Die starke Aufwertung des Frankens lastet schwer auf unserer Wirtschaft. Doch diejenigen Kreise, welche die Aufhebung des Mindestkurses durch die Schweizerische Nationalbank (SNB) befürwortet haben, versuchen, die Berufstätigen in der Schweiz zu beruhigen. Und zwar mit dem Argument, dass sie dank dem überbewerten Franken mehr Kaufkraft hätten. Dank der Überbewertung könnten sie billiger einkaufen und mit weniger Geld in die Ferien fahren.

SCHEINARGUMENT. Diese Behauptung hält einer genaueren Überprüfung nicht stand. Erstens sind wegen der Frankenüberbewertung viele Stellen verloren gegangen. Weil die Firmen die Produktion ins Ausland verlagert haben. Oder Produktionsstätten ganz geschlossen haben. Ein Teil der betroffenen Arbeitnehmenden wurde arbeitslos. Zweitens kamen die Löhne unter Druck. Zunächst in der Exportwirtschaft. Aber nicht nur dort. Mit dem Argument der Null- oder Negativteuerung und den knapper gewordenen öffentlichen Finanzen gab es auch im Service public vielerorts keine Lohnerhöhungen. Selbst im Bau, der regelrecht boomte, war es schwierig, Lohnerhöhungen herauszuholen. Die Arbeitgeber mauerten.
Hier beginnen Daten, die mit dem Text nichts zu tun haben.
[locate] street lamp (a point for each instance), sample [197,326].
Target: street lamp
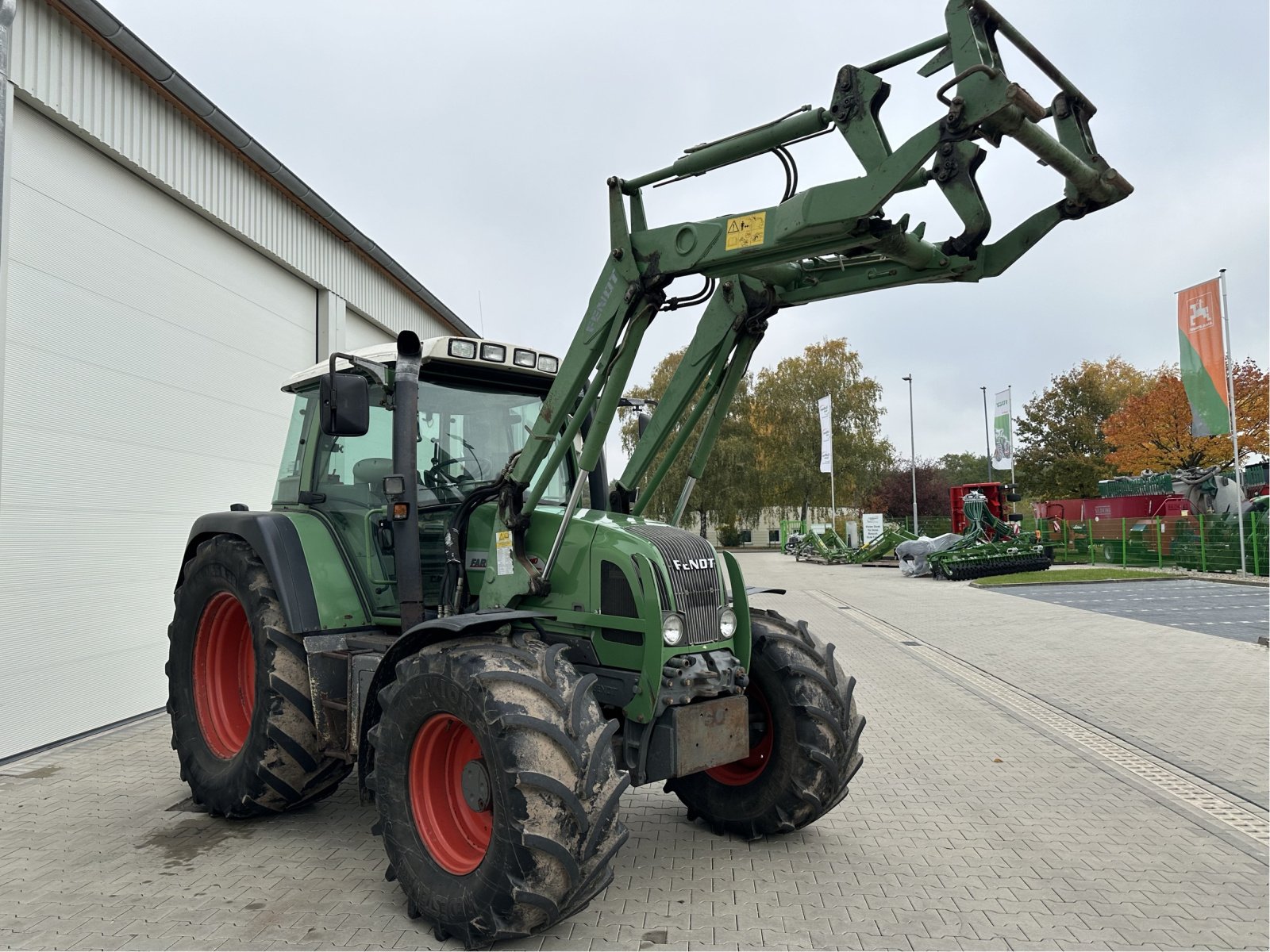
[912,450]
[987,440]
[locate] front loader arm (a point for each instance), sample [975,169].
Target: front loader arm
[825,241]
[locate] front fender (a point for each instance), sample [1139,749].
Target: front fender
[276,541]
[421,636]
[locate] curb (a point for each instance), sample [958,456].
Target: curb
[1073,582]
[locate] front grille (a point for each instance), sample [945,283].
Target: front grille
[696,590]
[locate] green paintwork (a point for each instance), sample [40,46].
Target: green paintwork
[826,241]
[338,603]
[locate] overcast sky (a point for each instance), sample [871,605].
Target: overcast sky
[473,140]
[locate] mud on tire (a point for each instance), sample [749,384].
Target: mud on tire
[806,711]
[241,714]
[550,819]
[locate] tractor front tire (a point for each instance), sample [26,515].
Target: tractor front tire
[804,739]
[238,691]
[497,787]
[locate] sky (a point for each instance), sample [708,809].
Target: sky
[473,141]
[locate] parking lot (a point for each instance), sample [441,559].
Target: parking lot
[1227,611]
[1037,776]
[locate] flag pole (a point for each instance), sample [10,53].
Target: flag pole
[1010,423]
[1235,428]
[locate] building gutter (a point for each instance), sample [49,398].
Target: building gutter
[133,54]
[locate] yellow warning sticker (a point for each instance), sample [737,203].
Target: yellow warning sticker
[503,552]
[746,232]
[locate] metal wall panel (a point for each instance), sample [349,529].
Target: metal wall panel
[60,71]
[360,332]
[144,355]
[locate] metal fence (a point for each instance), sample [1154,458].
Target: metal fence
[1199,543]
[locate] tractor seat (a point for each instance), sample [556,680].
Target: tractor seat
[372,471]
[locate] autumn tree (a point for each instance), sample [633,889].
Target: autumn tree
[960,469]
[1153,431]
[727,492]
[787,428]
[1064,450]
[895,492]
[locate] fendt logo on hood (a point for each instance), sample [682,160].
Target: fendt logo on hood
[686,564]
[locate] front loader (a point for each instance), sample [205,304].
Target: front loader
[450,597]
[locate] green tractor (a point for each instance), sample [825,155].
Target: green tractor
[450,597]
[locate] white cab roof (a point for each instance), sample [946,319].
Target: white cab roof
[438,349]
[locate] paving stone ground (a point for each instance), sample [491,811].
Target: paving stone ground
[967,828]
[1221,609]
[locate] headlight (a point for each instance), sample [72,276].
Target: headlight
[727,624]
[672,628]
[463,348]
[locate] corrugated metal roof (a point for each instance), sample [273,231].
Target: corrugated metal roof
[133,52]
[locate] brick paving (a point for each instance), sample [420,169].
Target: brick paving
[968,828]
[1198,701]
[1221,609]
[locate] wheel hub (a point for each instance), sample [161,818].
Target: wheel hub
[475,784]
[451,793]
[224,676]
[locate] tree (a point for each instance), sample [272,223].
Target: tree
[1153,431]
[787,427]
[960,469]
[1064,451]
[727,492]
[895,494]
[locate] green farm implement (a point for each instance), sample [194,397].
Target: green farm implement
[450,597]
[825,547]
[829,547]
[987,547]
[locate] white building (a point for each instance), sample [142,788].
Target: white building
[160,276]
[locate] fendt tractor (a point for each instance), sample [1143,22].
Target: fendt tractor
[450,598]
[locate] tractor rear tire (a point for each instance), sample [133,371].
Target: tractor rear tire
[497,787]
[238,691]
[804,739]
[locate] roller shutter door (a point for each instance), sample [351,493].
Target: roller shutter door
[145,348]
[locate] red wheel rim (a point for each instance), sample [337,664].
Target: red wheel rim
[456,835]
[738,774]
[224,676]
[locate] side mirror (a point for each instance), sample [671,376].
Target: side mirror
[346,405]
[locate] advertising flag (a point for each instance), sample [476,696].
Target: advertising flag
[1199,336]
[826,405]
[1003,451]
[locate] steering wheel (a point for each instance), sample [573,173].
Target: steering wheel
[446,484]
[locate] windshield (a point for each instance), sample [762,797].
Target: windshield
[467,432]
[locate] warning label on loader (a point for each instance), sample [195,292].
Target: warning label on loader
[503,549]
[746,232]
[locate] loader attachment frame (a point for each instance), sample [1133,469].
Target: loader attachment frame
[826,241]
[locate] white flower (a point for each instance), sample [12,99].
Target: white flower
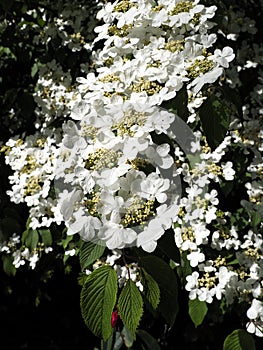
[228,171]
[195,257]
[224,57]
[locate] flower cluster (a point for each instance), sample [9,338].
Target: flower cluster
[124,167]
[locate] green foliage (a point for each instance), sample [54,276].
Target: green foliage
[90,252]
[167,246]
[150,343]
[215,116]
[130,306]
[239,340]
[167,282]
[97,300]
[197,310]
[46,237]
[151,289]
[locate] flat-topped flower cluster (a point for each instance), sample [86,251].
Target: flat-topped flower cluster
[108,176]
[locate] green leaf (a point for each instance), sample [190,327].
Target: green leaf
[127,337]
[26,104]
[46,237]
[149,341]
[215,116]
[166,279]
[197,311]
[167,245]
[118,341]
[97,300]
[151,289]
[130,306]
[8,266]
[255,219]
[90,252]
[239,339]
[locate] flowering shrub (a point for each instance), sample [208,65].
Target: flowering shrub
[145,161]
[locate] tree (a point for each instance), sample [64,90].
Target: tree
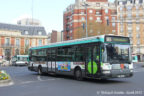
[94,29]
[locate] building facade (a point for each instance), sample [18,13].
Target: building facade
[131,23]
[17,39]
[28,21]
[98,11]
[56,36]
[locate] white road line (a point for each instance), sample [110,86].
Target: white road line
[40,79]
[139,70]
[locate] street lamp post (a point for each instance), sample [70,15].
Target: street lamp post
[86,5]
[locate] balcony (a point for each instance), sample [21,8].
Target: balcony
[68,36]
[98,13]
[67,29]
[8,45]
[113,13]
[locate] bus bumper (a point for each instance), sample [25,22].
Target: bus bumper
[117,74]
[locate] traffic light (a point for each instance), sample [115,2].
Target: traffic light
[107,22]
[83,26]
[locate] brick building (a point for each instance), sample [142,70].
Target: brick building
[131,18]
[56,36]
[99,11]
[16,39]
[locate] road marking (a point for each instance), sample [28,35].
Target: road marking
[40,79]
[139,70]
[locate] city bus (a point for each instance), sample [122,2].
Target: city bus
[134,58]
[20,60]
[99,57]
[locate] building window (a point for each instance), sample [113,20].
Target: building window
[121,30]
[26,32]
[26,42]
[121,3]
[113,31]
[90,11]
[98,18]
[113,24]
[82,13]
[83,18]
[106,17]
[71,38]
[138,42]
[113,18]
[98,4]
[40,42]
[17,42]
[137,7]
[106,11]
[129,15]
[137,28]
[39,33]
[137,1]
[121,8]
[137,15]
[71,24]
[90,18]
[129,8]
[7,41]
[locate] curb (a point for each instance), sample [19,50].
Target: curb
[6,82]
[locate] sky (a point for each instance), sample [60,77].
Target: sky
[49,12]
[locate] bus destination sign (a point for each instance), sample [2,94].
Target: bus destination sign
[117,39]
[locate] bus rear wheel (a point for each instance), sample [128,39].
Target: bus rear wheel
[78,75]
[40,71]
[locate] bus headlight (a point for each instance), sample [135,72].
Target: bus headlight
[131,71]
[106,66]
[106,72]
[131,66]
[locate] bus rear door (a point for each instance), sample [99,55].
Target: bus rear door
[93,61]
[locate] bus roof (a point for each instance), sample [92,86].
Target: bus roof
[75,42]
[22,55]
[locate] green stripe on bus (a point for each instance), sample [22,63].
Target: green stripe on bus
[95,68]
[71,43]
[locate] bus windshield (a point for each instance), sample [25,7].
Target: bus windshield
[116,53]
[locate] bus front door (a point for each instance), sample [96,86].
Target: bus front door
[51,61]
[92,61]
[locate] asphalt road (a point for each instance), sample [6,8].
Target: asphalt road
[27,83]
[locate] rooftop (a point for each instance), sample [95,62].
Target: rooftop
[31,30]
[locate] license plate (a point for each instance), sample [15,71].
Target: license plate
[121,76]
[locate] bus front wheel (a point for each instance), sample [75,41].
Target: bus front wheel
[39,71]
[78,75]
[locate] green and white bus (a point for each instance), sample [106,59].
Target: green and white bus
[20,60]
[102,57]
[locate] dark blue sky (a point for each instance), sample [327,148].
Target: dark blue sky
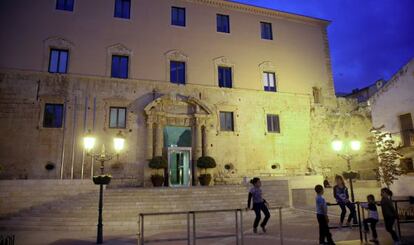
[369,39]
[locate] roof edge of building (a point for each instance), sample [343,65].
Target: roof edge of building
[265,11]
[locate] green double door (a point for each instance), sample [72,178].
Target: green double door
[177,142]
[179,166]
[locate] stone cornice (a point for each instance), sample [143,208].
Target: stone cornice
[227,4]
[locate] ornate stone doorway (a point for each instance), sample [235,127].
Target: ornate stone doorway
[175,111]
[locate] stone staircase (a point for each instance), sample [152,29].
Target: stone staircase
[122,206]
[18,195]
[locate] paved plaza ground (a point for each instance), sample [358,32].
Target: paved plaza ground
[300,227]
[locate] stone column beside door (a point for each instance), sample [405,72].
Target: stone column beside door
[150,139]
[159,142]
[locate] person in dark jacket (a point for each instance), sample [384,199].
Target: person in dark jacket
[372,219]
[389,213]
[340,192]
[259,205]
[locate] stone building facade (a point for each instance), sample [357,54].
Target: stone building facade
[393,108]
[283,131]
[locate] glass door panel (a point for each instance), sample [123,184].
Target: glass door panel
[179,167]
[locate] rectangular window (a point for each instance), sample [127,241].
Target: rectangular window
[223,23]
[407,164]
[58,61]
[177,72]
[122,9]
[226,121]
[53,116]
[66,5]
[273,125]
[406,122]
[119,67]
[225,77]
[267,32]
[317,95]
[269,81]
[177,16]
[117,117]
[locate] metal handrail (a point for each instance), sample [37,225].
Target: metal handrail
[361,213]
[238,227]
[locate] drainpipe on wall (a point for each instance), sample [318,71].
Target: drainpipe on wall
[62,159]
[73,136]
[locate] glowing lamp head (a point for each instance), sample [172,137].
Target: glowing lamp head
[337,145]
[88,142]
[119,142]
[355,145]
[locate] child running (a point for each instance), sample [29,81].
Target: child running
[389,213]
[259,204]
[372,219]
[322,216]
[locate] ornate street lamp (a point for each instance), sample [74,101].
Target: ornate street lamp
[101,180]
[345,150]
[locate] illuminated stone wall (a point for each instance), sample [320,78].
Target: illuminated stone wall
[310,115]
[304,141]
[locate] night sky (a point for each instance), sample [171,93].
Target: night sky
[369,39]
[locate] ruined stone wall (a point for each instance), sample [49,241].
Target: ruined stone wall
[347,120]
[306,128]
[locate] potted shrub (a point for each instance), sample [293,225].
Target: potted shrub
[158,163]
[102,179]
[205,163]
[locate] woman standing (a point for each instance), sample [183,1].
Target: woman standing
[389,213]
[259,204]
[342,198]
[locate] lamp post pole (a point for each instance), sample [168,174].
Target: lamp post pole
[355,145]
[348,161]
[102,157]
[99,236]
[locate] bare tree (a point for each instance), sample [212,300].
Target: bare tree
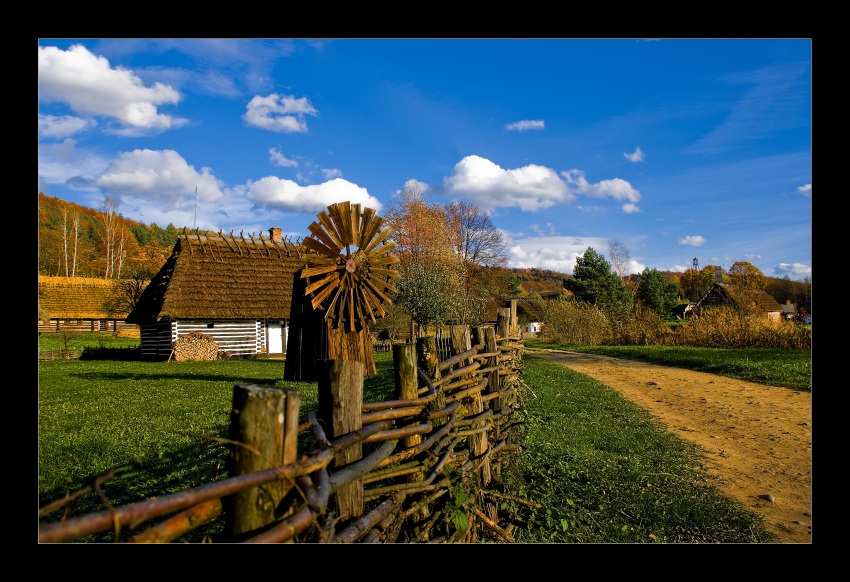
[479,242]
[110,235]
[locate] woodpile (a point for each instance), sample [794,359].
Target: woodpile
[195,346]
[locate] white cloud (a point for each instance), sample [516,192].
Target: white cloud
[289,196]
[616,189]
[635,156]
[794,270]
[58,127]
[691,241]
[283,113]
[278,159]
[526,124]
[92,88]
[530,188]
[162,176]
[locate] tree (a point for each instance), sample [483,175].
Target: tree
[620,258]
[657,293]
[594,282]
[746,276]
[479,243]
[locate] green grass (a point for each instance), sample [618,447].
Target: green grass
[777,367]
[600,468]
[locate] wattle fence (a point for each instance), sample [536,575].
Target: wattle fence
[378,472]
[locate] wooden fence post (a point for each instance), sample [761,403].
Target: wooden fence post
[503,322]
[406,381]
[264,421]
[341,409]
[428,359]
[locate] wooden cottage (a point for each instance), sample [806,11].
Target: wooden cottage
[236,289]
[725,294]
[79,304]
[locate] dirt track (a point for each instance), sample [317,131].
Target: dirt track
[757,438]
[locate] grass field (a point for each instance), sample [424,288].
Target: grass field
[594,468]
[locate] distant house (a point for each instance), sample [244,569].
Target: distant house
[78,304]
[726,294]
[236,289]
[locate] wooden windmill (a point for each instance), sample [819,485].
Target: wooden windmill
[343,286]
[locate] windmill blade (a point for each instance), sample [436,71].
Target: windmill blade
[375,241]
[340,213]
[323,281]
[330,228]
[319,233]
[317,300]
[315,245]
[355,225]
[313,271]
[365,225]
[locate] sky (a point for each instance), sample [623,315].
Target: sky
[677,149]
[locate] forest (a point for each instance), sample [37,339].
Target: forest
[77,241]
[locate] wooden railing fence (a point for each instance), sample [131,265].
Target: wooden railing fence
[371,472]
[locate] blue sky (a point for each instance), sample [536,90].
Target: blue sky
[676,148]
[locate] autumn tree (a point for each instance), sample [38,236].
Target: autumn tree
[594,282]
[746,276]
[657,292]
[619,257]
[430,266]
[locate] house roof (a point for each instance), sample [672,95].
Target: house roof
[727,294]
[75,298]
[222,277]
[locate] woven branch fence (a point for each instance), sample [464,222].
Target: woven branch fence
[371,472]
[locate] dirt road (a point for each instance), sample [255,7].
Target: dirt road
[757,438]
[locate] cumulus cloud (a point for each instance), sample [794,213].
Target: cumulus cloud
[92,88]
[60,127]
[282,113]
[529,188]
[635,156]
[793,270]
[526,124]
[691,241]
[162,176]
[616,189]
[289,196]
[278,159]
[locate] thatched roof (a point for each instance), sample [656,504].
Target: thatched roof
[75,298]
[721,294]
[222,277]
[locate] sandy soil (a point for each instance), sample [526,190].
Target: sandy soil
[757,438]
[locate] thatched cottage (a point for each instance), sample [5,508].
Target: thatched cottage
[236,289]
[78,304]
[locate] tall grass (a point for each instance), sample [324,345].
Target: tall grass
[594,467]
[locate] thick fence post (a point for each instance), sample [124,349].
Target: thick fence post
[503,321]
[428,360]
[264,423]
[406,380]
[341,409]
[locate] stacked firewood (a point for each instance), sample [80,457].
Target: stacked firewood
[195,346]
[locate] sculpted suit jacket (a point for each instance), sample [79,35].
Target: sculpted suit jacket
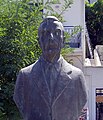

Zwar führten die sinkenden Preise für importierte Waren dazu, dass die Berufstätigen mit ihren Löhnen dennoch etwas mehr kaufen konnten. Oder etwas technischer ausgedrückt: Wegen der sinkenden Konsumentenpreise stiegen die Reallöhne. Doch in anderen Ländern waren die Reallohnerhöhungen höher.


REALLÖHNE. In Deutschland stiegen die Reallöhne seit 2014 fast doppelt so stark wie in der Schweiz. Während das mittlere Reallohnwachstum in der Schweiz bei 1,1 Prozent lag, verzeichnete Deutschland reale Erhöhungen von 2 Prozent pro Jahr. Einerseits wegen der besseren Konjunkturlage, andererseits aber auch dank der Einführung des Mindestlohnes, der in Tieflohnbranchen zu Lohnerhöhungen führte. Im Bau betrug die Reallohndifferenz zwischen Deutschland und der Schweiz beispielsweise rund 1,2 Prozent pro Jahr. Selbst im krisengeschüttelten Frankreich entwickelten sich die Reallöhne insgesamt ungefähr im Gleichschritt mit der Schweiz. Im französischen Bau war das Reallohnwachstum sogar 0,3 Prozent pro Jahr höher.

Trotz dieser Entwicklung gehört die Schweiz nach wie vor zu den Ländern mit den höchsten Löhnen in Europa. Doch unser Land hat einen Teil des Lohnvorsprungs eingebüsst. Die Frankenüberbewertung kommt die Arbeitnehmenden teuer zu stehen.

Daniel Lampart ist Chefökonom des Schweizerischen Gewerkschaftsbunds (SGB).